People are to a large extent born with different psychological personality traits or develop them at a very early age. Psychologists have identified five major traits, one of which is open-mindedness. It is normally associated with many positive qualities such as creativity and adaptability, but also some negative such as a risk of mental instability and psychosis.
Borders and Individuality
But what is it? It is useful to think of a mind as having borders and walls. We use those boundaries to distinguish one thing from another. This thing over here is a dog and that thing over there is a cat. Borders.
We can place humans on a spectrum of the degree of borders in the mind. Close-minded people have thicker and more impenetrable borders in their mind, whereas the open-minded tend to be thin-walled. Information flows more freely in their minds.
As you may have guessed, conservatives tend to be on the close-minded side of the spectrum. They like walls. Liberals are on the opposite end. At the extreme close-minded end of the spectrum, one can find some forms of autism. Similarly, at the opposite extreme, we find the psychotic – people whose borders are so frail that they cannot distinguish between reality and fantasy.
Highly thick-bordered minds tend not to have a flood of associations. It makes their minds very precise, almost like a computer, but also less capable of making abstractions. If they see a black person who robs a store, and then later see another black person, they are less likely to associate the two.
Borders in the mind make them see people more as separate individuals than as members of a group.
Group Think
Open-minded people do the opposite. Associations spread like a tsunami through their minds. One thing more easily reminds them of another. Therefore, when they see a black man robbing a store they will be more likely to associate the next black man they see with crime than the close-minded.
The open-minded will, therefore, tend to see people more as members of a group than as individuals. Consider the example of music. Many pop songs are made based on the same chord progressions, and the open-minded therefore often quickly grow bored with this genre because they fail to hear them as individual songs with unique characteristics. Let’s call them song racists, if you like.
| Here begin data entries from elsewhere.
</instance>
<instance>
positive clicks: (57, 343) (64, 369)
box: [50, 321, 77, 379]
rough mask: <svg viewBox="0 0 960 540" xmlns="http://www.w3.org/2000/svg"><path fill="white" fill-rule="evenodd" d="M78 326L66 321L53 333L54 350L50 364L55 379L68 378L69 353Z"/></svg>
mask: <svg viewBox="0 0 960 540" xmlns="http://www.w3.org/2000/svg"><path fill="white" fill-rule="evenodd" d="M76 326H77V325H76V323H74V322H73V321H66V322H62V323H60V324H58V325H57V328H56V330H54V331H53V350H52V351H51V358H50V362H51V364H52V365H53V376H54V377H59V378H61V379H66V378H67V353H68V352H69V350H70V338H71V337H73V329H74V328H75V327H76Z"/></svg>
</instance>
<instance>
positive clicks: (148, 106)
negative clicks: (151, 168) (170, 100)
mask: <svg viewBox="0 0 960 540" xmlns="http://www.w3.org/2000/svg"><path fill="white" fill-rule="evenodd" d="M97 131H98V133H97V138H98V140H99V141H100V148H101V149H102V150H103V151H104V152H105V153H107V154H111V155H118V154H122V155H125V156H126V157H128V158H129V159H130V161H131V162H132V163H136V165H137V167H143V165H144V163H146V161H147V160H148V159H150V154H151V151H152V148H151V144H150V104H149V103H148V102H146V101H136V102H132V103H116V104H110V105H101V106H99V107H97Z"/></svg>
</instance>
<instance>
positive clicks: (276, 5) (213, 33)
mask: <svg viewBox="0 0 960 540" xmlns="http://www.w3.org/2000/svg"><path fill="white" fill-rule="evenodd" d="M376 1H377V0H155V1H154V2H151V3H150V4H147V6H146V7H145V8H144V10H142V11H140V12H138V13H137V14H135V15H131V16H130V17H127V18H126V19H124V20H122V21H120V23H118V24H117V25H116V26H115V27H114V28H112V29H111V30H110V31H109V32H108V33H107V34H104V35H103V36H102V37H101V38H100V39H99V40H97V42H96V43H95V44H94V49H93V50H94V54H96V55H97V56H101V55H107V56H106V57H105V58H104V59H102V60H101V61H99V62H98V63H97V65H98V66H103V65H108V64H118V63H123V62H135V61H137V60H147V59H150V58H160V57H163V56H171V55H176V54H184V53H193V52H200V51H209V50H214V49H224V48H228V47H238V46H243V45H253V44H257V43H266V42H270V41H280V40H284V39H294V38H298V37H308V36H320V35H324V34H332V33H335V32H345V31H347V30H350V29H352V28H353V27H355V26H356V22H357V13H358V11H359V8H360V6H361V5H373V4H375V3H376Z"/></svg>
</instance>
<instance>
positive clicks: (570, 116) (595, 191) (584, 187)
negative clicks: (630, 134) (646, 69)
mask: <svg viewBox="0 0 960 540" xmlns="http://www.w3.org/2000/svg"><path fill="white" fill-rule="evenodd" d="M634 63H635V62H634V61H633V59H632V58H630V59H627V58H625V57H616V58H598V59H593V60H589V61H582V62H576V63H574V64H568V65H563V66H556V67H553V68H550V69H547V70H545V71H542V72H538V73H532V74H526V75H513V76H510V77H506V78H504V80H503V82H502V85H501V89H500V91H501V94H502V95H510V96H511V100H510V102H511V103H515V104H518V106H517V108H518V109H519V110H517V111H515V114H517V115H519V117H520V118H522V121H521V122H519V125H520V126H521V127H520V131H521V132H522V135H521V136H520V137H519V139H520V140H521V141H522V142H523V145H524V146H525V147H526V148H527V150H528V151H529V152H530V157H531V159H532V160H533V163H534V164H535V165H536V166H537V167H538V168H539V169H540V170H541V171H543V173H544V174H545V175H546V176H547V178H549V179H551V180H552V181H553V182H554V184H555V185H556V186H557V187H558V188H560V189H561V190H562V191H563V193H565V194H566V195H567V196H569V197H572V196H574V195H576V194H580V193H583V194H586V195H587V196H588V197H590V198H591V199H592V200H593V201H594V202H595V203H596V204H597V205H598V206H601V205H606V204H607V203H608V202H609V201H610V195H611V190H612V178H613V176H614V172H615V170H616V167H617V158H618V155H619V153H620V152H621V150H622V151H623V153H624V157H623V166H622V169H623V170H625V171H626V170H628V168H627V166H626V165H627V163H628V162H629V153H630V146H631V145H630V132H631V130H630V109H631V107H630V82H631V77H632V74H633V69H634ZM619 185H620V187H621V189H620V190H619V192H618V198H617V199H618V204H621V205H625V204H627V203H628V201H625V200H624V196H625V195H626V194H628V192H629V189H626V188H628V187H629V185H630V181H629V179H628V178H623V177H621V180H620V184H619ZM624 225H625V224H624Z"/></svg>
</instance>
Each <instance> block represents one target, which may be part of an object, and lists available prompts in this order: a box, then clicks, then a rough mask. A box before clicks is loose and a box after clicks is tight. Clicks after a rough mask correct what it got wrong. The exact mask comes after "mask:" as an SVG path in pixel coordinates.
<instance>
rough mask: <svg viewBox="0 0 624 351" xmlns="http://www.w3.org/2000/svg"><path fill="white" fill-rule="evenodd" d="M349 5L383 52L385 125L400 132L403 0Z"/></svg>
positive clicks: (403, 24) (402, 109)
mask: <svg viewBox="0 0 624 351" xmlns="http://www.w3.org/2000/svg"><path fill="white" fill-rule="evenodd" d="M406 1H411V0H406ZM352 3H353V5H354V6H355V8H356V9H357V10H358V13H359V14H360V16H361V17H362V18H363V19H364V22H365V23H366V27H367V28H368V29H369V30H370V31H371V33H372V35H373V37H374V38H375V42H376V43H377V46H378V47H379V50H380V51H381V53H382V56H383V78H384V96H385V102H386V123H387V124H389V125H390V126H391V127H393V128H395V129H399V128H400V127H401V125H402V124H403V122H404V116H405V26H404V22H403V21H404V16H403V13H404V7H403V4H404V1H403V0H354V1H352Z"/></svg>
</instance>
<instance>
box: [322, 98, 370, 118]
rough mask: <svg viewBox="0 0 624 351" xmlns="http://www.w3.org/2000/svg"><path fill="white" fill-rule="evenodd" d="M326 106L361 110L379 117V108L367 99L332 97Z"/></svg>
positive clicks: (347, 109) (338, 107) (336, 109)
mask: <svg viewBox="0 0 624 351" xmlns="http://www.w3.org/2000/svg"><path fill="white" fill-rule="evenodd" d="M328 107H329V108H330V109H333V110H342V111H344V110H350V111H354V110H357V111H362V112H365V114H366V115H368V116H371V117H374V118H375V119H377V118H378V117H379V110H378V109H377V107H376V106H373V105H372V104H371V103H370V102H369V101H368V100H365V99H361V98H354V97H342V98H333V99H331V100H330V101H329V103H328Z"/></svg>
This also explains why open-minded people tend towards collectivism. Racism is to a large extent a phenomenon of the left because liberals tend to be more open-minded.
Mexican Rapists
This may strike you as odd and the opposite of what you have been taught. Aren’t the conservatives the racists? Don’t they want to build that wall and keep those Mexicans out? If you listen carefully to President Donald Trump’s infamous Mexican rapist speech, he listed what kind of Mexicans he wants to keep out. He started by saying “When Mexico sends its people, they’re not sending their best.” He then pointed to specific Hispanic individuals in the audience and said: “They’re not sending you.”
However, since leftists tend to think in terms of groups, all they could hear him say was that all Mexicans are rapists – every single one of them. Because to them, all Mexicans are the same. There are no Mexican individuals, only their ethnicity.
Conservatives, who have lots of borders in their minds, didn’t hear that. They were able to distinguish between good and bad Mexicans, and far more rotten apples cross the borders illegally than through legal immigration, so they want to build a wall.
Like a Dog
Consider a more recent example. When Trump called Omarosa Manigault a dog, the entire left-wing media immediately thought that he was being racist. Why? To the left, Omarosa is not an individual with unique characteristics, but merely a member of her racial group. Associations spread like wildfire in their open minds, which led them to the conclusion that Trump must have been mean to her because she was black. Fortunately, we have people like Ben Shapiro to clear up the confusion.
An open mind is great, but it comes at a price. Those who are on the left should learn to know the dangers that their personality poses. They are quick to reduce individuals to their groups, and they falsely project their proclivity onto the right.